Greenwich and Bexley Community Hospice relishing funding boost
PUBLISHED: 09:24 03 May 2013 | UPDATED: 09:25 03 May 2013
The work of Greenwich and Bexley Hospice in the community is invaluable but the cost of running such an organisation is enormous.
So when staff and patients found out they would be receiving a cash injection of almost £1million from the Department of Health, they were delighted.
The amount, of £944,180, was the highest awarded to any organisation from a pot of £60million, ring-fenced by the government this year for hospice care.
Greenwich and Bexley cared for 2,500 patients last year, across both boroughs and further afield.
Hospice chief executive Kate Heaps said: “This news is amazing. Making life easier for our patients is the most important thing and we will build a purpose-built gym so our physiotherapist and occupational therapist can do more group work with patients. Having the chance to go on equipment like exercise bikes will also help our patients with their fatigue and fitness.”
Hospice users mainly receive care at home but there is a day care centre and inpatient and outpatient care at the organisation’s main site in Abbey Wood.
The money will also be spent on improving access to the centre and refurbishing the kitchen and garden, as well as a hub to “demystify” the hospice to the community.
Kate believes the area’s demographics played a part in the amount awarded.
“Bexley especially has an ageing population and the average age of death is likely to rise in years to come. There will probably be more old people with long-term conditions who need to be looked after in their final years and this cash will help us.
“I’d like to think we’ve got the biggest grant because our proposal was the best but we haven’t received full feedback yet.”
The hospice does not charge for its services and needs to raise £4 million a year to keep operating – only a third of its funding comes from the Department of Health.

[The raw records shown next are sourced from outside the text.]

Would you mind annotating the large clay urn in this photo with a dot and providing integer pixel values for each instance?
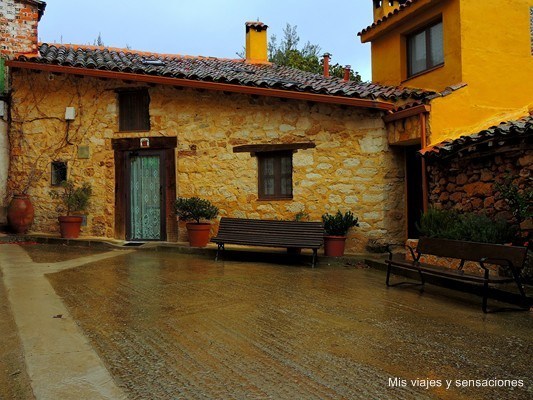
(20, 213)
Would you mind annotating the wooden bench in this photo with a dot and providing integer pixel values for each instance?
(509, 258)
(270, 233)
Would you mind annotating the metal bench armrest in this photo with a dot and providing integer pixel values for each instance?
(416, 256)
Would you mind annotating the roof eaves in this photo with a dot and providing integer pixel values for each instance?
(408, 9)
(209, 85)
(521, 129)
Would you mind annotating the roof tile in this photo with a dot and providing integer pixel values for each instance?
(498, 134)
(232, 71)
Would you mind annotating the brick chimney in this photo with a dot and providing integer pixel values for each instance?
(256, 43)
(19, 20)
(382, 8)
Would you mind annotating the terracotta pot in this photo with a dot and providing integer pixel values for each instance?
(334, 246)
(20, 213)
(198, 233)
(70, 226)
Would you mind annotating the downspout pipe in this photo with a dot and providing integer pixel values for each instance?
(423, 144)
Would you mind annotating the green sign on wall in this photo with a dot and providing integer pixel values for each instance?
(2, 75)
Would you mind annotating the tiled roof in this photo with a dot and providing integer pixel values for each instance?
(402, 7)
(235, 72)
(495, 136)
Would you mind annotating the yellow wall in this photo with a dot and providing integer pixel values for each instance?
(256, 45)
(487, 45)
(389, 53)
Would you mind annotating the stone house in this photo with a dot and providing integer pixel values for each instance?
(18, 35)
(258, 140)
(261, 140)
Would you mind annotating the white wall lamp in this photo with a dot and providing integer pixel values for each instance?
(70, 113)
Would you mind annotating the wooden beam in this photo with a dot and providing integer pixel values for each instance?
(262, 148)
(156, 142)
(162, 80)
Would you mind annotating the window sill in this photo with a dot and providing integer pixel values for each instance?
(426, 71)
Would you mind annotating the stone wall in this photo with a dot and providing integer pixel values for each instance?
(405, 131)
(351, 167)
(468, 184)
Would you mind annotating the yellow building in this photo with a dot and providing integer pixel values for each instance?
(482, 49)
(266, 141)
(477, 57)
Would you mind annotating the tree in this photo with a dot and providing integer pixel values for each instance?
(307, 58)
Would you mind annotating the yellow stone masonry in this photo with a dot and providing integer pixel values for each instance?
(351, 168)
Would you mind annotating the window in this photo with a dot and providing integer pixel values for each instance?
(58, 173)
(275, 175)
(425, 49)
(133, 110)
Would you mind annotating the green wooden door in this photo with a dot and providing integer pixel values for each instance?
(146, 204)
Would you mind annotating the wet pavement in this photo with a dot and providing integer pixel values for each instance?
(174, 326)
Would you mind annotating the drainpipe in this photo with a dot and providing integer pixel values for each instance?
(347, 70)
(423, 143)
(326, 64)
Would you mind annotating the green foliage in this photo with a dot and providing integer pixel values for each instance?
(75, 199)
(439, 223)
(520, 202)
(195, 209)
(449, 224)
(308, 58)
(338, 224)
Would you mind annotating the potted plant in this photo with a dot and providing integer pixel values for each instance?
(336, 227)
(194, 210)
(75, 199)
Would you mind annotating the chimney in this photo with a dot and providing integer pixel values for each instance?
(347, 70)
(382, 8)
(20, 18)
(326, 64)
(256, 43)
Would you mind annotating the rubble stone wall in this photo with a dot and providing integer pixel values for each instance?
(469, 185)
(18, 27)
(351, 168)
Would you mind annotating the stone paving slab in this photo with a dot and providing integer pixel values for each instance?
(60, 360)
(172, 326)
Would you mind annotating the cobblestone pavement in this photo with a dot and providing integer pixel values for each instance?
(170, 326)
(14, 380)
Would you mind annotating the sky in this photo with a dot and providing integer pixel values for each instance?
(209, 27)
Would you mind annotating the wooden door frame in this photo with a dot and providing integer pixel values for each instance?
(121, 149)
(162, 194)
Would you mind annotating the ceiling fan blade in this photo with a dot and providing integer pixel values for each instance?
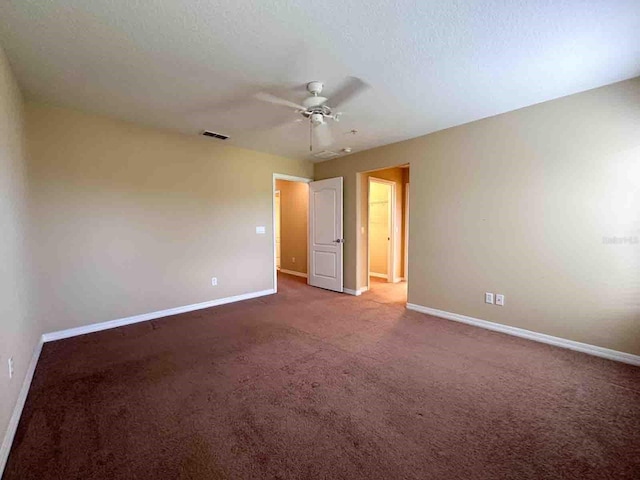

The money from the capital grant must be spent on building work but Kate hopes the improvements will make them “more efficient while creating better conditions for the patients”.
One of the patients, 78-year-old Jean Richardson who suffers from non-Hodgkin’s lymphona, is delighted the hospice will receive the funding injection.
“The hospice brings the community together and I’m very grateful for everything they’ve done for me.
“The changes are very exciting.”
Physiotherapist Kate Smith said: “The most important thing is that it will help our patients regain or maintain their independence.
“The money will allow us to have a dedicated space for physiotherapy or occupational therapy with more appropriate equipment, and that can only be a good thing.”
The hospice still needs planning permission. It is hoped work will start at the end of this year, finishing in 2014.